Psychogenic non-epileptic seizures Volume 18, issue 4, December 2016


1 Minnesota Epilepsy Group, PA,
2 Department of Neurology, University of Minnesota, Minnesota,
3 Division of Neuropsychiatry and Behavioral Neurology, Rhode Island Hospital
4 Departments of Neurology and Psychiatry, Brown University, Providence, Rhode Island, USA
* Correspondence: Robert Doss Minnesota Epilepsy Group, PA, 225 Smith Avenue North, Suite 201, St.
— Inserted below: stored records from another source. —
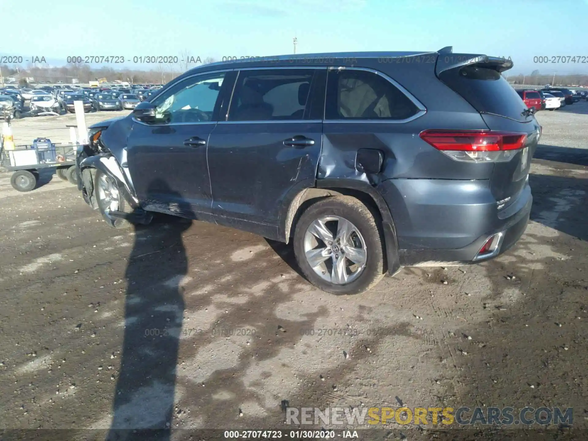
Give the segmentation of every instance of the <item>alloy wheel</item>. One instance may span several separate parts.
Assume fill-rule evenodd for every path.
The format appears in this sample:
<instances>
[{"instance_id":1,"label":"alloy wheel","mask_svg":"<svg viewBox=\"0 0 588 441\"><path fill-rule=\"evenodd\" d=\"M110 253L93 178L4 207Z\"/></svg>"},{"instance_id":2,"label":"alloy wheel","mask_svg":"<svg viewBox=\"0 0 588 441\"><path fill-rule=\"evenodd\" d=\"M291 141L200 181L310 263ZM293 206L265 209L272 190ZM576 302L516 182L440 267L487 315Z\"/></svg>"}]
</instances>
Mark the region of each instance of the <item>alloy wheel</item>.
<instances>
[{"instance_id":1,"label":"alloy wheel","mask_svg":"<svg viewBox=\"0 0 588 441\"><path fill-rule=\"evenodd\" d=\"M310 223L304 235L304 252L310 268L336 285L355 280L365 268L366 242L352 223L339 216L325 216Z\"/></svg>"},{"instance_id":2,"label":"alloy wheel","mask_svg":"<svg viewBox=\"0 0 588 441\"><path fill-rule=\"evenodd\" d=\"M102 175L98 179L99 200L104 213L110 217L111 212L118 211L120 206L121 195L112 178Z\"/></svg>"}]
</instances>

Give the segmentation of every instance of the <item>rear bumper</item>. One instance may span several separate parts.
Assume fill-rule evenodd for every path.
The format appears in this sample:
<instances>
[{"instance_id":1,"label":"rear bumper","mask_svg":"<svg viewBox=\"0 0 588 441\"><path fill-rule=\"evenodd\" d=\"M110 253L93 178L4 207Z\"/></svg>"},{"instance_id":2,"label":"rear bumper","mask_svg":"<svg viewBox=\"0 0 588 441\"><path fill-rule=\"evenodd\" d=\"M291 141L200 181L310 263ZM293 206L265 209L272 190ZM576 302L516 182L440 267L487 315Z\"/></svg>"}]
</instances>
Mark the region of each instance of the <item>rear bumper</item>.
<instances>
[{"instance_id":1,"label":"rear bumper","mask_svg":"<svg viewBox=\"0 0 588 441\"><path fill-rule=\"evenodd\" d=\"M392 214L402 266L496 257L524 232L533 203L528 184L500 212L487 181L390 179L378 189ZM476 259L488 238L497 233L503 235L497 252Z\"/></svg>"}]
</instances>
Paul, MN, 55102, USA

Psychogenic non-epileptic seizures (PNES) are diagnosed in at least 10-40% of the patients seen for long-term monitoring of epilepsy, and it is no surprise that patients with PNES are often treated for epilepsy. Given the substantial economic costs and mental health burden of misdiagnosis, it is imperative to establish early identification, correct diagnosis, and effective treatment of PNES in order to provide the greatest opportunity for remission of events, improved psychological functioning, and social-vocational outcome. This article outlines an informed, practical approach to diagnosing this common condition and provides a summary of factors, based on medical history and semiology, that may suggest PNES. We discuss also the issues of communicating the diagnosis to the patient and making treatment recommendations which should ideally be coordinated using a multi-disciplinary team approach, involving the disciplines of neurology, psychiatry, psychology, social work, and nursing.